Karen and myself walked over the moor to Stang Howe yesterday-a good day for it and curlews in abundance, also some fine healthy hares along the way. There seems to be no definite information about this mound: some say its a barrow, others say it's just a natural formation.
Whatever, it is maked on the maps as an ancient site and, as we live nearby, we went to take a look. It's a fine site with incredible views all around and well worth a visit.
One thing we did notice: it appears to form an alignment with Hinderwell Beacon in one direction and Danby Beacon in the opposite direction. The map, as far as I can see, confirms this. Could the stang have been a pole errected atop the howe to hold a beacon, part of a line of communication?
Just a wild guess.
" A very old custom, but which has now been pretty nigh stamped out by the county policeman, is that of ' Riding the Stang'. It is not dead yet though; I witnessed the stang being ridden as recently as 1891 in Guisborough, and in many of the villages in Wensleydale it i9s to this day resorted to when considered needed.
The Stang is held in wholesome dread by a certain class of evil-doers. Wife-beaters and immoral characters chiefly had and have the benefit of the stang. Whatever their discovered sin might be, was fully set forth in the stang doggeral. One or two points have to be, or at least are, most carefully observed: (1) The real name of the culprit must not be mentioned (2) The stang must be ridden in three seperate parishes each night: and in many places to make the proceedings quite legal, it is considered a sin qua non that the stang master must knock at the door of the man or woman they were holding up to ridicule, and ask for a pocket -piece, i.e. fourpence.
The whole proceeding was carried out as follows:-
An effigy made of straw and old clothes representing the culprit was bound to a pole* and set in an upright position in the centre of either a handcart or a small pony cart, in which was seated the stang master: and folowing behind were gathered all the ragamuffins of the village, armed with pan lids, tin cans, tin whistles, or anything which could be made to produce a discordant sound.
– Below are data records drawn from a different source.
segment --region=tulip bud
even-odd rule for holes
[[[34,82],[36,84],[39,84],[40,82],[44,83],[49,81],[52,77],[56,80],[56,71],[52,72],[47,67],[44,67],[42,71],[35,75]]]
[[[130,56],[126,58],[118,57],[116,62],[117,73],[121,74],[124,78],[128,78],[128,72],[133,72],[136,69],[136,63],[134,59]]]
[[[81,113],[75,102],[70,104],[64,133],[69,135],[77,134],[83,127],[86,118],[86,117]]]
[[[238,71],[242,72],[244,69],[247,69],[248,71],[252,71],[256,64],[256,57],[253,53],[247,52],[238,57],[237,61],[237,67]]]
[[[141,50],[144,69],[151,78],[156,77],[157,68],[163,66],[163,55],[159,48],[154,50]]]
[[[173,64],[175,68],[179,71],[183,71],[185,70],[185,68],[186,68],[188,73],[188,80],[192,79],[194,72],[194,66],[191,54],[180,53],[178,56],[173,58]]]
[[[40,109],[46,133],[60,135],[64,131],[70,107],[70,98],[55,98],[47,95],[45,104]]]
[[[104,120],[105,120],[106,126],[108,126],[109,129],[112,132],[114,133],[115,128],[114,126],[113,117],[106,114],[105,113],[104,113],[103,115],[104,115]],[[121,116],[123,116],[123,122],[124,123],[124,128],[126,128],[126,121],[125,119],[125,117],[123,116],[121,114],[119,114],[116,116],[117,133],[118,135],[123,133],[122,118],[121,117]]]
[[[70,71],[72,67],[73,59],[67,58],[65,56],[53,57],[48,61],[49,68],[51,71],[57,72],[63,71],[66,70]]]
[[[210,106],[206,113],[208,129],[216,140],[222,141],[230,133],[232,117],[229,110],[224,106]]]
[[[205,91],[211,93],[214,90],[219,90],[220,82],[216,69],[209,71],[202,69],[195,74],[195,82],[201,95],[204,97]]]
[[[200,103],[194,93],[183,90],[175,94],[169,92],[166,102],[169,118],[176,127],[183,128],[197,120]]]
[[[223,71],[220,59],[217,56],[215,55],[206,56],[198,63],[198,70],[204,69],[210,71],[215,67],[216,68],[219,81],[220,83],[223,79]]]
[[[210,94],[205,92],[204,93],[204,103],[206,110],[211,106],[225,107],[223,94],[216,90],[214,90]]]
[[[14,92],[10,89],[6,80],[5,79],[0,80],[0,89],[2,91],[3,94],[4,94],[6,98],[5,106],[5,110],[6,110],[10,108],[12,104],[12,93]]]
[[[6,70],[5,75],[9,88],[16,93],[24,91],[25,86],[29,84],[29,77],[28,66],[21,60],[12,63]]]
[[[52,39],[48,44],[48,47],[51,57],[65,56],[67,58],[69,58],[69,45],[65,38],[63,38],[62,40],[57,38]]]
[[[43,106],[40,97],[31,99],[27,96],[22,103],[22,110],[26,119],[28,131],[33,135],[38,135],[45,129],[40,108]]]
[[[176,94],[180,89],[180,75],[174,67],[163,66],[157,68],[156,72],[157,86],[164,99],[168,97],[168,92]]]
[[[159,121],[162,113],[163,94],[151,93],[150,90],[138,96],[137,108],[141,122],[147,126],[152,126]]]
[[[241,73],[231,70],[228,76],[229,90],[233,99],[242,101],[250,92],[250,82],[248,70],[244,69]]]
Being ready ,the cart was drawn in front of the culprits house and after a fearful hubbub, the stang master cried out in a sing song voice:-
Ah tinkle, Ah tinkle, Ah tinkle tang,
It's nut foor your part ner mah part
'At Ah rahd the stang,
Bud foor yan Bill Switch whau his wife did bang,
Ah tinkle, Ah tinkle, Ah tinkle tang.
He banged her, he banged her, he banged her indeed,
He banged her, he banged her, afoor sha steead need;
Upstairs aback o' t' bed
He sairly brayed her wharl she bled,
Oot o' t' hoose on ti' t' green
Sikan a seeght ez niver war seen,
Ez neean c'u'd think, ez neean could dream.
Sa ah gat ma few cumarades
Ti traal ma aboot:
Sae it's hip, hip hurrah lads,
Set up a gert shoot,
An' blaw all yer whistles,
Screeam, rattle an' bang
All 'at ivver ya've gitten,
Foor Ah ride the stang.
Then, for a few moments, there arose a tumult of sound, to which the wildest ravings of bedlam would seem insignificant. This performance lasts three nights, and on the third, the effigy is burned in front of the culprits house."